Digital Twin Assisted Deep Reinforcement Learning for Online Admission Control in Sliced Network
Zhenyu Tao, Wei Xu, Xiaohu You
TL;DR
The proposed DRL solution facilitates the stability of the online DRL and accelerates the convergence, yielding a resource utilization improvement of up to 26.39% compared to the state-of-the-art DRL model, while maintaining consistent performance with the online DRL method in terms of long-term revenues.
Abstract
The proliferation of diverse wireless services in 5G and beyond has led to the emergence of network slicing technologies. Among these, admission control plays a crucial role in achieving service-oriented optimization goals through the selective acceptance of service requests. Although deep reinforcement learning (DRL) forms the foundation in many admission control approaches thanks to its effectiveness and flexibility, initial instability with excessive convergence delay of DRL models hinders their deployment in real-world networks.

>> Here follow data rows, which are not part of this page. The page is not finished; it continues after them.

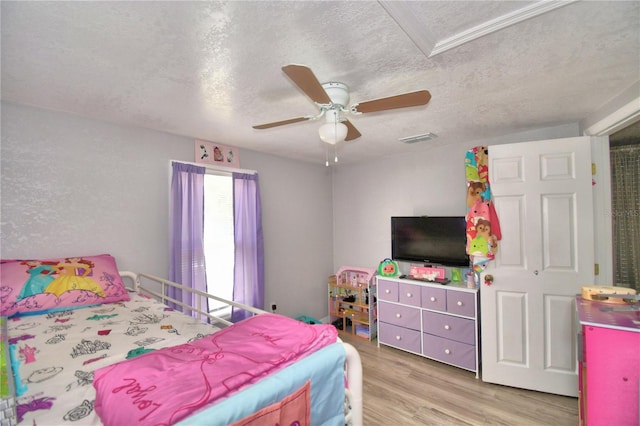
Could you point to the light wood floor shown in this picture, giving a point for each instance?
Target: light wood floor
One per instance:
(402, 389)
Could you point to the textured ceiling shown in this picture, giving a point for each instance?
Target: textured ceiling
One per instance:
(211, 70)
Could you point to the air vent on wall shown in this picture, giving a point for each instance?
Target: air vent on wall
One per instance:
(418, 138)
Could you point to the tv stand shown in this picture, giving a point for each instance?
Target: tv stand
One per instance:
(442, 281)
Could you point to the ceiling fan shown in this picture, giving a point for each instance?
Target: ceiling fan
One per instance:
(332, 99)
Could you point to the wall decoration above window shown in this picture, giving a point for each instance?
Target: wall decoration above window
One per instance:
(215, 153)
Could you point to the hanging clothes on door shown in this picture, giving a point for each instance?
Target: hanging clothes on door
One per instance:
(483, 227)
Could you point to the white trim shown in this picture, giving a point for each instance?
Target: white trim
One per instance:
(497, 24)
(216, 168)
(623, 117)
(405, 16)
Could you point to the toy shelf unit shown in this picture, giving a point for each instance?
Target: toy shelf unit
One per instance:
(352, 302)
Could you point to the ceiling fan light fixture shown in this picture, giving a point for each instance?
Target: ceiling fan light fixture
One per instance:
(333, 133)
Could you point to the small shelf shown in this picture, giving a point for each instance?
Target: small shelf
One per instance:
(352, 304)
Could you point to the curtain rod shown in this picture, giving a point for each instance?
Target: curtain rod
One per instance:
(218, 168)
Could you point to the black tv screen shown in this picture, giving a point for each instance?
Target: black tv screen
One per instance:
(429, 239)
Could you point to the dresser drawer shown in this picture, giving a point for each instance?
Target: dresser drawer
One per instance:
(449, 351)
(399, 337)
(450, 327)
(434, 298)
(388, 290)
(409, 294)
(461, 303)
(404, 316)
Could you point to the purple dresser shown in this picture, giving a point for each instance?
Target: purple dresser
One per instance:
(435, 321)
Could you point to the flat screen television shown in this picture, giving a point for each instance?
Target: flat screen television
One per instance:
(429, 239)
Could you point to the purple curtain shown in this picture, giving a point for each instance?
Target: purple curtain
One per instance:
(186, 265)
(248, 283)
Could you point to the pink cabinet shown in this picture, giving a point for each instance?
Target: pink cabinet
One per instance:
(609, 372)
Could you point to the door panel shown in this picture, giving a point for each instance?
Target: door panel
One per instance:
(512, 323)
(543, 198)
(559, 322)
(558, 227)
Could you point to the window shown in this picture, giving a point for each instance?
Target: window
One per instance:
(219, 237)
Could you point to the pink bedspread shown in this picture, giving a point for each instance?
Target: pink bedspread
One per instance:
(164, 386)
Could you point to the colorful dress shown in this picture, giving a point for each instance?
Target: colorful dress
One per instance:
(39, 278)
(68, 280)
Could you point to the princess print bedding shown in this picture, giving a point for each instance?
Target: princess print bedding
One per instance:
(54, 355)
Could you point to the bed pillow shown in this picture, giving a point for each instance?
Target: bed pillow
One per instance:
(43, 285)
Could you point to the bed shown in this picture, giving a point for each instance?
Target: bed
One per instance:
(138, 360)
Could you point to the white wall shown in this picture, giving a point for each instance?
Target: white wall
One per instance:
(427, 182)
(72, 186)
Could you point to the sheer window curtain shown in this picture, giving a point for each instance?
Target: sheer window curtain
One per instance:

We propose a digital twin (DT) accelerated DRL solution to address this issue. Specifically, we first formulate the admission decision-making process as a semi-Markov decision process, which is subsequently simplified into an equivalent discrete-time Markov decision process to facilitate the implementation of DRL methods. A neural network-based DT is established with a customized output layer for queuing systems, trained through supervised learning, and then employed to assist the training phase of the DRL model. Extensive simulations show that the DT-accelerated DRL improves resource utilization by over 40% compared to the directly trained state-of-the-art dueling deep Q-learning model. This improvement is achieved while preserving the model's capability to optimize the long-term rewards of the admission process.